Qual é a avaliação do primeiro ano do Brasil Sem Miséria?
Todas as metas foram atingidas e superadas, até mesmo os pactos regionais, na complementação de renda, com governos estaduais e prefeituras. A agenda tem dado tão certo que decidimos aumentar drasticamente o Bolsa Família, com o Brasil Carinhoso, que vai ter um impacto importante sobre o consumo, embora o objetivo principal não tenha sido esse. Com a nova agenda, a partir do dia 14, destinada a famílias com crianças de até 6 anos e 11 meses, 2 milhões de famílias vão sair da extrema pobreza. Elas já estão no cadastro único, mas que passam a receber um complemento de renda.
O governo falou muito em incluir famílias em sistemas produtivos. Como vai esse lado?
Estamos na rua com cursos destinados a qualificar profissionalmente essa população em situação de pobreza e extrema pobreza. Começamos em março, oferecendo 200 mil vagas. Temos registradas 80 mil matrículas e pré-matrículas. São vagas ofertadas no Senai, Senac e institutos federais, que antes não atendiam a esse público sem escolaridade. Exigia-se segundo grau para curso de jardineiro, pintor. Com esse novo viés, o público do cadastro único tem maiores oportunidades de trabalho.
E o microcrédito?
Essa é uma agenda recente, com o Programa Crescer, que também faz parte do Brasil Sem Miséria.
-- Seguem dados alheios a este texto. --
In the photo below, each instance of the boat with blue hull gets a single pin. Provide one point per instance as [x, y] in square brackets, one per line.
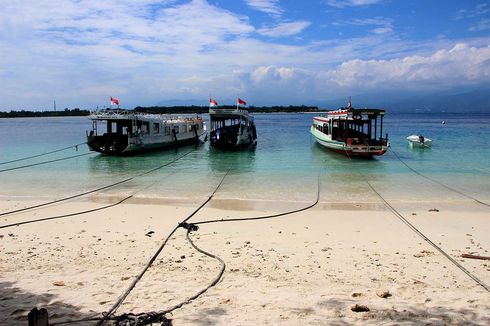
[231, 128]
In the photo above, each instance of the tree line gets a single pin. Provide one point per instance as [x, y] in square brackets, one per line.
[161, 110]
[36, 114]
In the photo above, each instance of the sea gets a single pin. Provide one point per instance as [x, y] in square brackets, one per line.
[286, 166]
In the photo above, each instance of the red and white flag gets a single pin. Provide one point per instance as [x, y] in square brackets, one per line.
[212, 102]
[239, 101]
Graças a alterações na legislação sobre microcrédito, foram reduzidas as taxas de juros e as exigências de garantias bancárias e criou-se uma linha para o público de baixa renda. Não é para consumo, mas para produção. Pode ser usada pela costureira que quer uma máquina nova, pela dona de casa que vende suco e precisa de um liquidificador. Também estamos montando com o Sebrae uma agenda diferenciada para esse público, que tem muitas estratégias de sobrevivência. Não são pessoas sem ganho nenhum. Há mulheres que usam a cozinha para fazer bolo e vender na construção ao lado.
Seu ministério ajuda o governo a aquecer a economia?
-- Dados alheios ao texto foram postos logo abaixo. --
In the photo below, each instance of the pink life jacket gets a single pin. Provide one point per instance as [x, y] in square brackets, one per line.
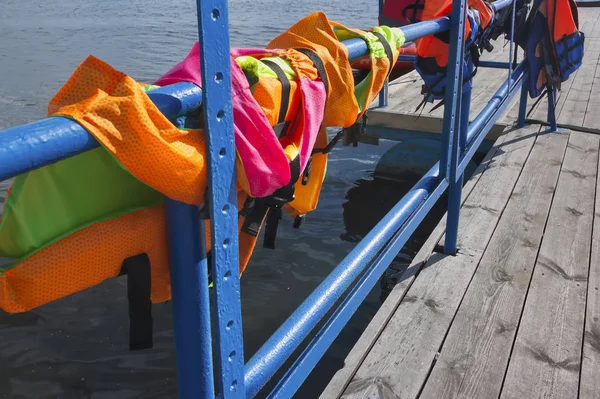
[260, 154]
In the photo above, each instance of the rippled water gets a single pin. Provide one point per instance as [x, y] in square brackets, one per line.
[78, 347]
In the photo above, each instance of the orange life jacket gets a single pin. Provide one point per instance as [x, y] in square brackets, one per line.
[553, 43]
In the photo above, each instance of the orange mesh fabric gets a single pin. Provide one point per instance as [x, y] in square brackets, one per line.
[108, 103]
[88, 257]
[314, 32]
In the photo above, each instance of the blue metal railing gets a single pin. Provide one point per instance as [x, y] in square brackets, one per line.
[36, 144]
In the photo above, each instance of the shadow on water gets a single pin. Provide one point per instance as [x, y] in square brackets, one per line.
[77, 347]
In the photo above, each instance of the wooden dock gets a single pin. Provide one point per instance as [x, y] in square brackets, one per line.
[516, 313]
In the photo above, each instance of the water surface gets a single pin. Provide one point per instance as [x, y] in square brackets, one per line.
[77, 347]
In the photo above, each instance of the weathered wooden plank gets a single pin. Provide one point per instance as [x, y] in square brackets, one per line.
[546, 358]
[368, 338]
[576, 104]
[589, 384]
[402, 356]
[475, 354]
O mundo todo tenta entender como o Brasil conseguiu aquecer e fortalecer a economia com base no mercado interno. Há várias explicações, que envolvem salário mínimo, formalização de empregos, Pronaf, programas de compra de alimentos. Os programas de transferência de renda também são parte importante no processo e é por isso que o governo está fortalecendo o Bolsa Família. O objetivo não é fortalecer a demanda agregada, mas esse impacto acaba acontecendo.
Fala-se muito na dinamização da economia do Nordeste.
Não é só lá. Tem impacto também em São Paulo. O Estado mais rico da federação tem 1,2 milhões de inscritos no Bolsa Família, com transferência de renda em benefícios continuados de R$ 6,5 bilhões por ano.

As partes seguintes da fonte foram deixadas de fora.